11. Incident Investigations. GP/Port Hudson investigates all incidents that could reasonably have resulted in a serious injury to personnel, the public, or the environment so that similar accidents can be prevented. The facility trains employees to identify and report any incident requiring investigation. An incident investigation team is assembled and the investigation is initiated within 48 hours of the incident. The results of the investigations are documented, recommendations are resolved, and appropriate process enhancements are implemented.
Compliance Audits. GP/Port Hudson audits the covered processes to be certain that the facility's prevention program is effectively addressing the safety issues of the operations. The facility assembles an audit team that includes personnel knowledgeable in the RMP Rule and in the process, and this team evaluates whether the prevention program satisfies the requirements of the RMP Rule and also whether the prevention program is sufficient to help ensure safe operations of the process. The results of the audit are documented, recommendations are resolved, and appropriate enhancements to the prevention program are implemented.
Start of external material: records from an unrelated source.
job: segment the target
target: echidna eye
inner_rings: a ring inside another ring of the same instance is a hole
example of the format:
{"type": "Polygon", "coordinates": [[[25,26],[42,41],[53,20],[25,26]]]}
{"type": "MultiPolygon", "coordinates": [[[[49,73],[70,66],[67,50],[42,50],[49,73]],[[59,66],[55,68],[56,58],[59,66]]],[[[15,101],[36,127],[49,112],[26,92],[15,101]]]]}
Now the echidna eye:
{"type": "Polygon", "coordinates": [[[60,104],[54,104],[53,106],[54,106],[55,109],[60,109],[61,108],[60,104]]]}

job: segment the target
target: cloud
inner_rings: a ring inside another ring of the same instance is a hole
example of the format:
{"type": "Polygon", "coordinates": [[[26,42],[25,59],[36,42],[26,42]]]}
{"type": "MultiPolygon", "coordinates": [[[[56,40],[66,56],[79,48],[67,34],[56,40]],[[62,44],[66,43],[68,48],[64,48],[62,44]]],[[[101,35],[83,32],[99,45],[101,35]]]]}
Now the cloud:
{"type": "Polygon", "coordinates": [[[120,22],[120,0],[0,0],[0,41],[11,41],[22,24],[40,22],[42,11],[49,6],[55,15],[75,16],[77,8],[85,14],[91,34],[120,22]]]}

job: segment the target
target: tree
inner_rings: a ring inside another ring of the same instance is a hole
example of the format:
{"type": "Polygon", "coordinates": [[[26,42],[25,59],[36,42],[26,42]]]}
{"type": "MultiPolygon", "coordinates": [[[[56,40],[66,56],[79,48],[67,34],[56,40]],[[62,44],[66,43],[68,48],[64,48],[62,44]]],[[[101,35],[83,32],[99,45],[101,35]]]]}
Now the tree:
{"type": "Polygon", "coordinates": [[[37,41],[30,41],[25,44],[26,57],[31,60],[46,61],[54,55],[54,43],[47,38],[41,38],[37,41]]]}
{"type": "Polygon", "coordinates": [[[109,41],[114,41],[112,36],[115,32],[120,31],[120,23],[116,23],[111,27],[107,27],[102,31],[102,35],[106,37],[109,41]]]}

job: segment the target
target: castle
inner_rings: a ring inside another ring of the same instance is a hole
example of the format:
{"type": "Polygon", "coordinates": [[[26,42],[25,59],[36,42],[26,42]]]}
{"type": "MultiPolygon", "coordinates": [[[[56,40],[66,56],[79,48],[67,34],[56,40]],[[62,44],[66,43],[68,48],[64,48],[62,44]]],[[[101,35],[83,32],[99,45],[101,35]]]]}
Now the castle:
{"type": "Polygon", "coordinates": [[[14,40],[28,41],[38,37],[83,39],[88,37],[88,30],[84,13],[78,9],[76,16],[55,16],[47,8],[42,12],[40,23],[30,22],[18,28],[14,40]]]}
1.4.3 Chemical-specific Prevention Steps
In addition to the required prevention program elements, GP/Port Hudson has implemented safety features specific to the Chlorine Dioxide Solution System. Chlorine Dioxide is produced at the facility and stored as a diluted aqueous solution to avoid the necessity of transporting large quantities of the solution.
Chlorine dioxide is produced in the chlorine dioxide generator and piped to an absorber column, where as high as 14.0-gram-per-liter (1.14 wt.%) strength in solution is absorbed.
1.5 Five-Year Accident History
There has been no accidental releases of chlorine dioxide that have had an off-site impact, nor an accidental release that resulted in an injury to personnel or damage to equipment at the facility.
1.6 Emergency Response Programs
Georgia-Pacific Port Hudson Operations has established a written emergency response program to help safely respond to accidental releases of hazardous substances. The emergency response plan includes procedures for:
-Informing the local response organizations and the public about accidental releases that could reasonably result in off-site consequences
-Providing proper first aid and emergency medical treatment to treat accidental human exposure to hazardous substances at the facility
-Controlling and containin
g accidental releases of hazardous substances, including the use of emergency response equipment
-Inspecting and maintaining emergency response equipment
-Reviewing and updating the emergency response plan
The facility maintains an emergency response team trained in the emergency response procedures. All the facility personnel are trained in evacuation procedures. The facility periodically conducts emergency response drills, and will include an annual drill coordinated with the local fire department.
The written emergency response plan complies with other federal contingency plan regulations and will be communicated to local emergency response officials through the Local Emergency Planning Committee. The facility maintains a regular dialogue with the local emergency response organizations and provides appropriate information to them.